Status of this question: The notion I'm after is vague in my mind. I hope someone can clarify whether there is an exact version of the question I'm asking.
It seems to me that one of the most important reason why a mathematician would be interested in trying to find "necessary and sufficient conditions" for some notion $A$ (please tell me if you disagree), is to find computable or "easily recognizable" conditions for a notion $A$. In this case, there are two notions:
A notion $A$ that we are interested in, but which is not "directly" easily checkable (e.g. to "directly" check whether $x$ is a local extremum we'd need to check an uncountable number of points)
A notion $B$ that is "directly" easily checkable (e.g. checking the first derivative of $x$ is easy, and allows us to indirectly check $A$).

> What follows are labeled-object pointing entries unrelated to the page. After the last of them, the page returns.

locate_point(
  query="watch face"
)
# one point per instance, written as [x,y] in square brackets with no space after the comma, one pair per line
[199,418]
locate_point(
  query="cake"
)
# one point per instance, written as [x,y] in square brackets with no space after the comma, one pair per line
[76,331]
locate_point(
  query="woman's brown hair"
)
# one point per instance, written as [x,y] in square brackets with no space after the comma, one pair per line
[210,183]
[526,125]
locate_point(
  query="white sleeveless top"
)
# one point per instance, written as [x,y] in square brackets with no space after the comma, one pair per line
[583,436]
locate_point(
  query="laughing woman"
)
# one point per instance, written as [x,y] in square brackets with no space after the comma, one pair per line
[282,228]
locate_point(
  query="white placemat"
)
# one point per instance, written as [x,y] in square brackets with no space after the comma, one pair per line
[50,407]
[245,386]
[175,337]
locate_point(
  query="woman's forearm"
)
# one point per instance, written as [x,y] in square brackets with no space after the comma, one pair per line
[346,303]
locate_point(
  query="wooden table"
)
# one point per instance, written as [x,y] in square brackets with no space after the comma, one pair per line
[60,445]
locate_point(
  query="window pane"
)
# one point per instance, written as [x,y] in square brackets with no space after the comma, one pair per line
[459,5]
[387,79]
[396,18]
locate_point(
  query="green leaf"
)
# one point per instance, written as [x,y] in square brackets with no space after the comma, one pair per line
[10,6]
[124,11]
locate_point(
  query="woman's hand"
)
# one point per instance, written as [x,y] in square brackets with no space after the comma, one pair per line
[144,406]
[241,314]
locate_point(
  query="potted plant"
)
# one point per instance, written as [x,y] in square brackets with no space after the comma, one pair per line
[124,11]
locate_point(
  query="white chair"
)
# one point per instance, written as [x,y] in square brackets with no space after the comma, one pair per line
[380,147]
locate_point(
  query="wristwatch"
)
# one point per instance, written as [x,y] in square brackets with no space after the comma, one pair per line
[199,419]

But the notion of "local optimum" does not seem to have generally applicable satisfying necessary and sufficient conditions (only for differentiable functions, but not for arbitrary functions).
So it seems that it is not always possible to find necessary and sufficient conditions for some notion.
My questions are:
Is there some kind of metamathematical analysis of when it is possible to formulate necessary and sufficient conditions for some mathematical notion? (My understanding of my question is too vague to say definitively, but I presume this has to do with computability, and maybe kolmogorov-complexity?)
The main motivation behind the previous question: When you're doing research and would like to have necessary and sufficient conditions for some notion $X$, is it possible to make good educated guesses about whether such conditions are even theoretically possible?